Erik and myself – We both were looking forward to the Slow Roast Gloucester Old Spot pork, black pudding forcemeat, sage and Moorlands cider gravy. And we certainly chose well. The thickish slices of pork were incredibly tasty, the forcemeat was very ‘yummy’, the black pudding giving it a rich ‘kick’, the cider gravy was superb and, again, we agreed with the ‘brilliant’ declaration about the shared dishes of vegetables.
By then, after we had all filled up, the Twinnies were getting restless. But that is really another very good thing about The Pipe and Glass Inn. Amelia and I got up from our table, took the girls by the hand and breezed out of the french windows into the garden. The setting is just beautiful. First, a large grassy area, ideal for little ones to run around and have fun without disturbing other diners. Beyond a shrubbery and trees, undulating parkland stretches for miles. The view is just so very English, and gentle. But to the Twinnies, the summerhouse was their own little play-house, the wonderfully rustic wooden swing was a playground swing and they realised that the big tree was perfect for playing hide and seek around it.
After about 10 minutes, Anthony arrived outside with the dessert menu.
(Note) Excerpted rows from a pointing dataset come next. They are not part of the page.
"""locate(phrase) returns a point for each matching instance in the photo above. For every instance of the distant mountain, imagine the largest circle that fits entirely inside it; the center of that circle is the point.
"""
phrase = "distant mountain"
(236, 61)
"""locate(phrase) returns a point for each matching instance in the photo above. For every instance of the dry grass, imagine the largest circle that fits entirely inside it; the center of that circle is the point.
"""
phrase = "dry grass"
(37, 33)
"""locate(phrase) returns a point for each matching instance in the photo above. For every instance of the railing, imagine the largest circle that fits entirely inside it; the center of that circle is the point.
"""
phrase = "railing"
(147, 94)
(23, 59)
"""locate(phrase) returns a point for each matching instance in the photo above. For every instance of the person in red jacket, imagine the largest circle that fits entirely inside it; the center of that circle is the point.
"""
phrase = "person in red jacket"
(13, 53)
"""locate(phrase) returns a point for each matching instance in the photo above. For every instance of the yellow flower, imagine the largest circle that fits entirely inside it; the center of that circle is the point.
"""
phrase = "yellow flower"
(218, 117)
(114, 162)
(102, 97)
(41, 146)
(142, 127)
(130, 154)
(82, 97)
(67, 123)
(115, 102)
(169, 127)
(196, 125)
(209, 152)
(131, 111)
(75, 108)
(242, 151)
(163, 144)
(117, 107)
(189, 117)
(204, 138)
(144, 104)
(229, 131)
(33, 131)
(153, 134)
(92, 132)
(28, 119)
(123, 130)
Already happily full, I searched down the mouthwatering menu, past the tarts and puddings of all descriptions, further down looking for something not too filling, and then I found my perfect dessert. I’m not sure of the official title, but all I know was that it was delicious. Something like Ginger and Honeycomb Icecream, with Dark Chocolate Cinder Toffee chunks. Ant asked if we wanted coffee, and I said ‘espresso’ please. Then I looked at my son and said “Could I be really cheeky and ask for a Grappa?”. Good son that he is, he nodded. Maybe I have really bought him up well, after all.
So after another few minutes trying to wear the little ones out, Amelia and I were called back in for desserts etc. Bella and Tilly were giving a platter of ice-cream and a very gooey piece of chocolate cake to share, and they absolutely loved it. Mind you, it got in their hair, up their noses, under their chins – just about everywhere! But then – that’s what good food, and especially good Michelin star food, is all about, isn’t it?
We all had a truly wonderful time. The food, the staff, the whole ambience of The Pipe and Glass Inn was wonderful. The restaurant was overflowing with customers, some just coming in as others were leaving, but somehow the staff kept us all relaxed. As we were leaving at about 4.15pm, others were just coming in to begin their late Sunday Lunch, but the staff were still smiling. Children were so well catered for, and, with the garden to escape into every so often, it was ideal for the little ones to let off steam.
So a great big thanks to son Anthony and wife Amelia and the Twinnies, and also to James Mackenzie, wife Kate and all the brilliant staff at The Pipe and Glass Inn, for giving us a day to remember.
And congratulations for another well-earned accolade to The Pipe and Glass.